Benarkah Tuhan menjawab permohanan doa pemazmur? Sangat dimungkinkan Tuhan tidak menjawab doanya terlihat dari ayat-ayat terakhir tulisannya yang mana kegelapan menjadi temannya (ay. 19). Memang Tuhan berkuasa menolong, menyembuhkan maupun memulihkan tetapi Ia mungkin saja tidak melakukannya. Apakah ini berarti Tuhan jahat dan tidak sayang kepada pemohon doa? Percayalah Ia mengetahui apa yang terbaik bagi kita. Contoh: ketika mendoakan kesembuhan bagi orang yang sakit keras, ternyata Tuhan malah memanggil dia kembali kepada-Nya alias meninggal. Dengan demikian si sakit tidak menderita lama di dunia tetapi dia bebas dari penderitaan dan hidup bersama dengan Tuhan. Hanya orang percaya kepada Tuhan yang mampu menerima kenyataan yang tidak sesuai dengan harapannya. Yakinlah Ia memiliki rencana indah dan membuat segala sesuatu indah pada waktunya (Pkh. 3:11) sebab Ia turut bekerja di dalam segala sesuatu untuk mendatangkan kebaikan bagi mereka yang percaya kepada-Nya (Rm. 8:28). Jadi, jangan memahami Tuhan baik bila semua keinginan kita dikabulkan tetapi ingatlah bahwa pengharapan kita bukan hanya untuk perkara di dunia ini tetapi pengharapan sejati kita berkaitan dengan kekekalan.
Apa pun bentuk pergumulan kita di dunia ini, tetaplah bersyukur kepada Tuhan. Kalaupun Tuhan tidak (segera) menolong kita, tetaplah memuji Dia karena pengharapan agung kita ialah di Surga sana. Hendaknya kita tetap beriman seperti iman Sadrakh, Mesakh dan Abednego yang tidak goyah walau seandainya Allah tidak menolong mereka dari ancaman dilempar ke perapian yang menyala-nyala (Dan. 3:17). Juga ada tokoh-tokoh iman yang diberikan kemenangan (Ib. 11:32-35a) namun ada pula yang tetap setia kepada Tuhan walau mereka menderita bahkan mati syahid dan tidak memperoleh apa yang dijanjikan di dunia ini (ay. 35b-40) sebab pengharapan mereka pada kekekalan.

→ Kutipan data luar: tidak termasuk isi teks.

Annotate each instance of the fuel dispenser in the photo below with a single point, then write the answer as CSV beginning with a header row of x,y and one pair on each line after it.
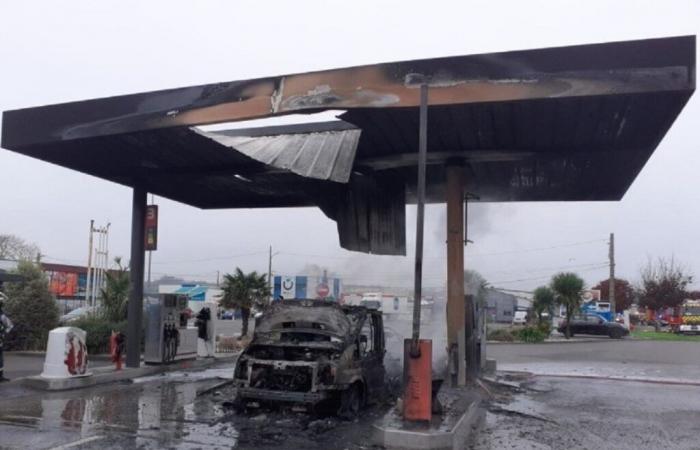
x,y
168,338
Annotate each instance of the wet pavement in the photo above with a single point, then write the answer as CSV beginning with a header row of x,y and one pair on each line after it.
x,y
627,358
555,413
24,364
183,410
187,410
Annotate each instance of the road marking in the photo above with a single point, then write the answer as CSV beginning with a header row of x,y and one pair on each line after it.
x,y
78,442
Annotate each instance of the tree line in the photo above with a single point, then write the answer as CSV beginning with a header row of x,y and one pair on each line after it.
x,y
664,283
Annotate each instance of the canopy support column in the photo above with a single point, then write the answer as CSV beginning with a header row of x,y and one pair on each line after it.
x,y
455,275
136,266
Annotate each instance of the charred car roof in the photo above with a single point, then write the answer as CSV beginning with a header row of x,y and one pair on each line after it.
x,y
318,315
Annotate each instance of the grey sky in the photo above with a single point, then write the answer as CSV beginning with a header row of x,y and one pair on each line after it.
x,y
63,51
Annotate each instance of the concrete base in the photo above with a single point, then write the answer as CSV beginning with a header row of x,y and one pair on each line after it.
x,y
105,375
446,433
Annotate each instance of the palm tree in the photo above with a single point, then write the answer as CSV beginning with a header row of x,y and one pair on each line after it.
x,y
244,291
568,287
115,293
543,301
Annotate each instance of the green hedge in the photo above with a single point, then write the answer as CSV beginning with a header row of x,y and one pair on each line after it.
x,y
98,332
501,334
532,334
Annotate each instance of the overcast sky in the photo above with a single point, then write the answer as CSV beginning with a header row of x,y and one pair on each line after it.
x,y
64,51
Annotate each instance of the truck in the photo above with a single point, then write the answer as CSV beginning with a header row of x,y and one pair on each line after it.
x,y
687,321
315,353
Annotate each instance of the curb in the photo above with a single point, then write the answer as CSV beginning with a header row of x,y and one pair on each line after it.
x,y
562,341
107,374
678,382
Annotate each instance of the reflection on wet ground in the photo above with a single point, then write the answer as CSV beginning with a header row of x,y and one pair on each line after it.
x,y
167,412
152,414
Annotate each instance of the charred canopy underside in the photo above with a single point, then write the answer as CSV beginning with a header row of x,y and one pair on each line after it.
x,y
559,124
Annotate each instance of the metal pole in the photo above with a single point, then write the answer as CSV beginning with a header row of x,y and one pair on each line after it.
x,y
269,274
611,287
150,255
89,273
133,337
422,157
457,311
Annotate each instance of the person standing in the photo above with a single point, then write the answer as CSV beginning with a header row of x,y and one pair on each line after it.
x,y
204,326
5,327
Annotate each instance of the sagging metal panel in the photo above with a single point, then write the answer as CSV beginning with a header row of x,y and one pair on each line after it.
x,y
323,155
619,68
370,213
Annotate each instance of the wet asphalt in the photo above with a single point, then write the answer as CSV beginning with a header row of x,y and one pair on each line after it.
x,y
190,410
560,413
604,357
183,410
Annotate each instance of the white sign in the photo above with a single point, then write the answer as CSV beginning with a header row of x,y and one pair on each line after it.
x,y
591,295
288,288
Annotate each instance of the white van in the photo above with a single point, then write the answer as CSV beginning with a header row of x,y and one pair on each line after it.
x,y
520,318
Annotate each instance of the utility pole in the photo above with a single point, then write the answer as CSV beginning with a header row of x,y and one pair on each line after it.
x,y
611,287
269,274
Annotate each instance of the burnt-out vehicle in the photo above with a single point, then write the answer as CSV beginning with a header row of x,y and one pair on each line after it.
x,y
313,352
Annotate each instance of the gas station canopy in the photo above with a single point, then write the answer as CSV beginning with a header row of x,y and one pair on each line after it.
x,y
557,124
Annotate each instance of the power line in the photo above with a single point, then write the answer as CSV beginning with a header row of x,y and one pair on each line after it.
x,y
213,258
527,250
546,277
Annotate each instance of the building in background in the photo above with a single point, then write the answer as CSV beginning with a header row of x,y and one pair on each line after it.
x,y
500,306
306,286
198,294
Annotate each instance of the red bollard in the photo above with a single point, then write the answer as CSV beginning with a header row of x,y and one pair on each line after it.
x,y
114,350
417,373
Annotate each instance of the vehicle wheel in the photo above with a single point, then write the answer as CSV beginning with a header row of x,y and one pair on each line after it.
x,y
238,405
350,402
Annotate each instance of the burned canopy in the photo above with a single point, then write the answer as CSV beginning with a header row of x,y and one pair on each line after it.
x,y
568,123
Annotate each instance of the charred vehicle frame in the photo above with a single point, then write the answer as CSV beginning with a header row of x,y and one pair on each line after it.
x,y
315,353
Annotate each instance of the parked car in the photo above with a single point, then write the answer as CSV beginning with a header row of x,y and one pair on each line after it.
x,y
594,325
313,352
520,318
76,314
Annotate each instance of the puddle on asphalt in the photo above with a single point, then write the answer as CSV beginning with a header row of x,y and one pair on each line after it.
x,y
225,373
155,412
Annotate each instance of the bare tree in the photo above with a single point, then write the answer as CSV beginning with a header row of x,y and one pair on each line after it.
x,y
16,248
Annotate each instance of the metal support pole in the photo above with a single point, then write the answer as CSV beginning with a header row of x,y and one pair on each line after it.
x,y
456,307
150,256
133,337
269,275
89,274
420,211
611,287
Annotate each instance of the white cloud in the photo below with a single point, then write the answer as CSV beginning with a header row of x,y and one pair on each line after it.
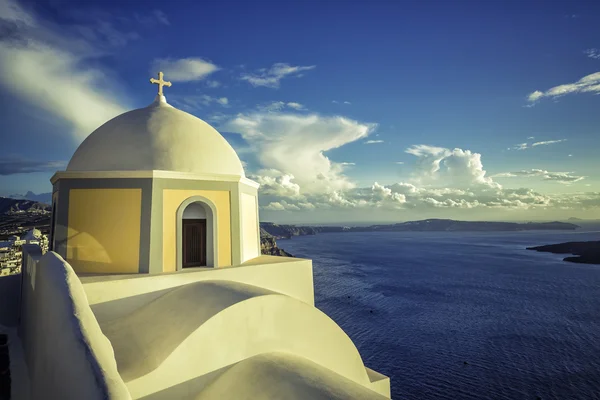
x,y
47,66
197,102
161,17
212,84
277,106
295,106
593,53
271,77
560,177
184,69
443,179
547,142
587,84
525,146
296,144
454,168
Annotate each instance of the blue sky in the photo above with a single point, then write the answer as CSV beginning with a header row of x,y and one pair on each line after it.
x,y
343,111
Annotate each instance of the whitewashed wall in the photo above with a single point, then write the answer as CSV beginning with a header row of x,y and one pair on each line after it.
x,y
68,356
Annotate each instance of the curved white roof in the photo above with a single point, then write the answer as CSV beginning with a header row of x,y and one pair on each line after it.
x,y
157,137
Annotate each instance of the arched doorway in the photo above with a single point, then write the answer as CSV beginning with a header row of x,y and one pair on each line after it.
x,y
196,234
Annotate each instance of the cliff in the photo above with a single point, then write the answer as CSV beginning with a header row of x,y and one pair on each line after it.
x,y
268,245
427,225
585,252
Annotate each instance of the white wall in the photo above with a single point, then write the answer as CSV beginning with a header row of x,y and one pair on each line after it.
x,y
68,356
115,298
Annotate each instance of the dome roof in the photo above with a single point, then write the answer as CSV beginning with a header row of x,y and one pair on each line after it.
x,y
157,137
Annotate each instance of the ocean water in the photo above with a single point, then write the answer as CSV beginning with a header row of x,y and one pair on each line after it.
x,y
418,305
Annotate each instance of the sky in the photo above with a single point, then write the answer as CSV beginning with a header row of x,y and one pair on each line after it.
x,y
354,111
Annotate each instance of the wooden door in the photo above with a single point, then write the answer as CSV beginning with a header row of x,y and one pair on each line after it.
x,y
194,242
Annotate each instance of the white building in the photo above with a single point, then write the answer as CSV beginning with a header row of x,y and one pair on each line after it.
x,y
156,288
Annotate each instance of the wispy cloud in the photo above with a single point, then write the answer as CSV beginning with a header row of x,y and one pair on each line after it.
x,y
47,66
197,102
16,165
547,142
272,76
593,53
277,106
587,84
183,69
560,177
525,146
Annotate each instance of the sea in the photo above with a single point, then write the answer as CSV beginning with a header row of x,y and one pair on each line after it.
x,y
455,315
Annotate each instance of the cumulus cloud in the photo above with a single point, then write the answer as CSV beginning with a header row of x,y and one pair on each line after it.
x,y
47,66
272,76
296,144
561,177
587,84
212,84
295,106
18,165
184,69
458,167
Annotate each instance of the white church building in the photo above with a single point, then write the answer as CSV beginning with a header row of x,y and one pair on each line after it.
x,y
155,287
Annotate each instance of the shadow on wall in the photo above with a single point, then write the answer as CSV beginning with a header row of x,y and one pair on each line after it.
x,y
67,355
88,255
10,294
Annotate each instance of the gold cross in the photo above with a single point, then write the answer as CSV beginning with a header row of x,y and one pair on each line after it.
x,y
160,82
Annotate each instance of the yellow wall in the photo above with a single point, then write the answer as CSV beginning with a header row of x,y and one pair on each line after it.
x,y
249,228
172,199
104,230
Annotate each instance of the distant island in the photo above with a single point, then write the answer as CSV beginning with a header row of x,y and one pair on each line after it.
x,y
584,252
427,225
19,215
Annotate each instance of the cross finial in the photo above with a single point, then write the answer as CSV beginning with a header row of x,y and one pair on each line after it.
x,y
160,82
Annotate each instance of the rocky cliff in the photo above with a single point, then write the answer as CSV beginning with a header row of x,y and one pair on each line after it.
x,y
584,252
268,245
427,225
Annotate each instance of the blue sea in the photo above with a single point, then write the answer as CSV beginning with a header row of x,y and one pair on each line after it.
x,y
451,315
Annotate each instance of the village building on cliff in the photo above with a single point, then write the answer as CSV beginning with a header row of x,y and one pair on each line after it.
x,y
155,287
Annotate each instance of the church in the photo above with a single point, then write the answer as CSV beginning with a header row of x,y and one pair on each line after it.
x,y
155,287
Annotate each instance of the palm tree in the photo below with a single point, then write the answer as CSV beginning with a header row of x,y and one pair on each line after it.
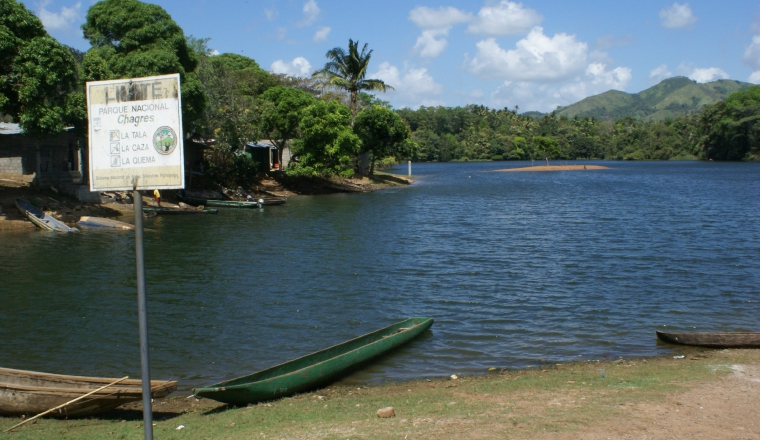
x,y
347,71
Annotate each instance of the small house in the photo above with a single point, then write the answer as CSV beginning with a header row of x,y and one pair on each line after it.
x,y
266,155
59,161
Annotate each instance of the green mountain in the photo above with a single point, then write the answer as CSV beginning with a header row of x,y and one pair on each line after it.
x,y
673,97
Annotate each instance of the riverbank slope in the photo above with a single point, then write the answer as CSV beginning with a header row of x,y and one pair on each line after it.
x,y
707,394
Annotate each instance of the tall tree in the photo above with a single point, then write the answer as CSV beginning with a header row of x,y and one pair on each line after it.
x,y
38,75
134,39
347,70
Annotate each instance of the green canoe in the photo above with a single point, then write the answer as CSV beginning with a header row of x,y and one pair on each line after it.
x,y
220,203
177,211
313,370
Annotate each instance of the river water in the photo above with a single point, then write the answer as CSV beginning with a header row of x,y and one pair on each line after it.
x,y
518,269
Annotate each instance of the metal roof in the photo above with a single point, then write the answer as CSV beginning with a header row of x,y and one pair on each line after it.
x,y
12,128
8,128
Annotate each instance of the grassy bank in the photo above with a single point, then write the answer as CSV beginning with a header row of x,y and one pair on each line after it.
x,y
566,398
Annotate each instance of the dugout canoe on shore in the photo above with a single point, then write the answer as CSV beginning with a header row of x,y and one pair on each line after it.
x,y
42,220
177,211
713,339
274,200
215,203
31,392
100,222
316,369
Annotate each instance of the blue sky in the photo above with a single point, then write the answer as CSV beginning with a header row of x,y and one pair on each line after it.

Demikian pula dengan kita, pengharapan kita tertuju pada kehidupan kekal bersama Allah. Pengharapan itu bagaikan sauh kuat yang telah dilabuhkan di belakang tabir (Ibr. 6:19). Kita tidak perlu khawatir dengan ombak pergumulan di dunia ini asal kita tetap berpegang pada pengharapan tersebut. Kita dapat berkata, “Sekalipun melewati lembah kekelaman/bayang-bayang maut, aku tidak takut bahaya sebab Tuhan besertaku.” (Mzm. 23) Kita tidak perlu lagi takut dengan kematian/maut yang terus memperhamba seumur hidup kita sebab kematian Yesus telah memusnahkan Iblis yang berkuasa atas maut sehingga kita bebas dari rasa takut terhadap maut (Ibr. 2:14-15; Rm. 7:24-25). Dengan demikian, kematian justru akan menjadi peralihan bagi kita, orang percaya, untuk masuk ke dalam kehidupan kekal.
Akhirnya, berbahagialah kita yang tetap percaya dan bersandar kepada-Nya karena kita mempunyai pengharapan walau di dalam keputusasaan sebab Ia adalah sumber kekuatan yang mampu menyelamatkan kita. Amin.